NLP Concepts & Cheatsheet | Nikhil Learn Hub

Text Preprocessing

Basic Text Cleaning

# Import libraries

import re

import string

import nltk

from nltk.corpus import stopwords

from nltk.tokenize import word_tokenize

from nltk.stem import PorterStemmer, WordNetLemmatizer

# Download required NLTK data

nltk.download('punkt')

nltk.download('stopwords')

nltk.download('wordnet')

# Basic text cleaning function

def clean_text(text):

    # Convert to lowercase

    text = text.lower()

    # Remove punctuation

    text = text.translate(str.maketrans('', '', string.punctuation))

    # Remove numbers

    text = re.sub(r'\d+', '', text)

    # Remove extra whitespace

    text = ' '.join(text.split())

    return text

Tokenization & Normalization

# Tokenization

text = "Natural Language Processing is amazing!"

# Word tokenization

tokens = word_tokenize(text)

print(tokens)

# Output: ['Natural', 'Language', 'Processing', 'is', 'amazing', '!']

# Sentence tokenization

from nltk.tokenize import sent_tokenize

sentences = sent_tokenize("This is sentence one.
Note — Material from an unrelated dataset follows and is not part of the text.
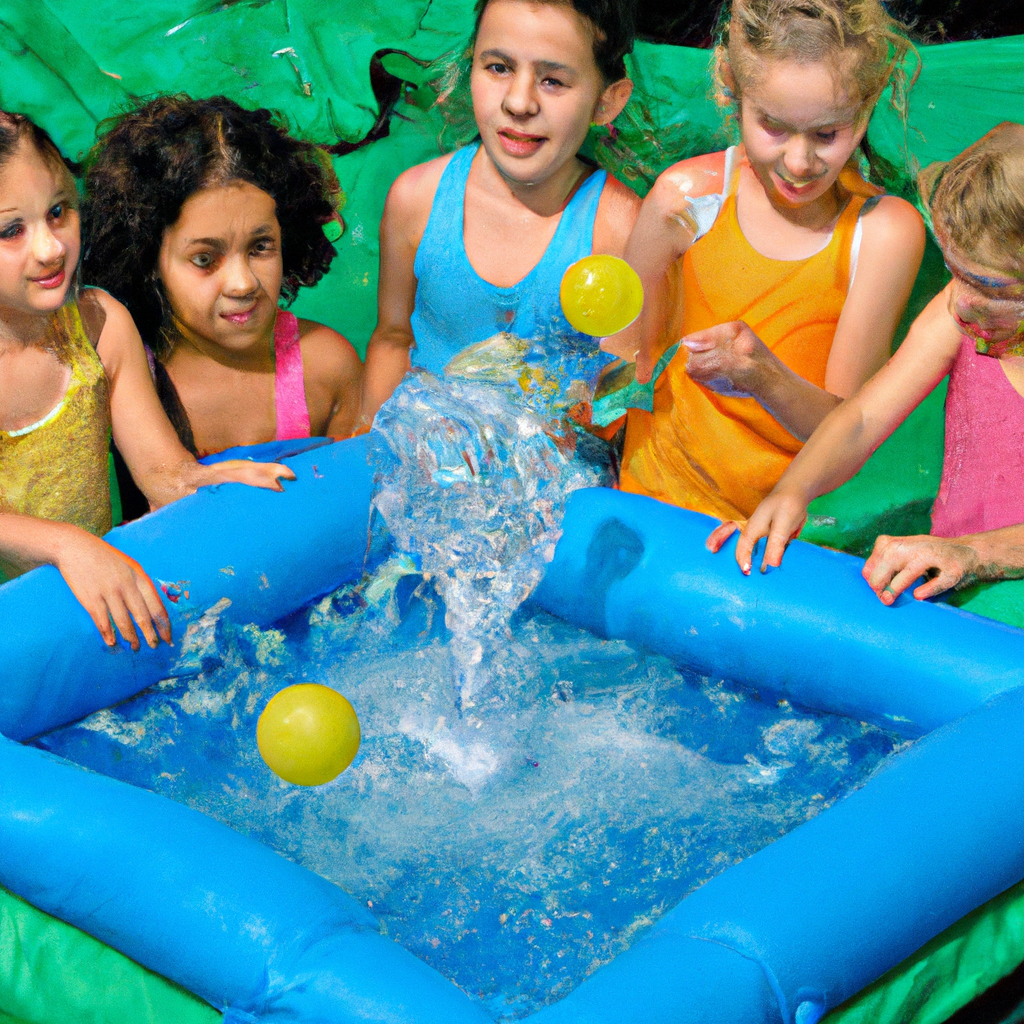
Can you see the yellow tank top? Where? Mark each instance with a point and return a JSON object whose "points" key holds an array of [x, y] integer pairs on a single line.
{"points": [[721, 455], [57, 468]]}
This is sentence two.")

print(sentences)

# Stopwords removal

stop_words = set(stopwords.words('english'))

filtered_tokens = [word for word in tokens if word.lower() not in stop_words]

# Stemming and Lemmatization

stemmer = PorterStemmer()

lemmatizer = WordNetLemmatizer()

words = ["running", "ran", "runs", "easily", "fairly"]

# Stemming

stems = [stemmer.stem(word) for word in words]

print(stems)

# Output: ['run', 'ran', 'run', 'easili', 'fairli']

# Lemmatization

lemmas = [lemmatizer.lemmatize(word, pos='v') for word in words]

print(lemmas)

# Output: ['run', 'run', 'run', 'easily', 'fairly']

Feature Extraction

Bag of Words & TF-IDF

# Using scikit-learn

from sklearn.feature_extraction.text import CountVectorizer, TfidfVectorizer

# Sample documents

documents = [

    "This is the first document.",

    "This document is the second document.",

    "And this is the third one.",

    "Is this the first document?"

]

# Bag of Words

vectorizer = CountVectorizer()

X = vectorizer.fit_transform(documents)

print(vectorizer.get_feature_names_out())

print(X.toarray())

# TF-IDF

tfidf_vectorizer = TfidfVectorizer()

X_tfidf = tfidf_vectorizer.fit_transform(documents)

print(X_tfidf.toarray())

TF-IDF Formula

TF(t,d) = (Number of times term t appears in document d) / (Total number of terms in document d)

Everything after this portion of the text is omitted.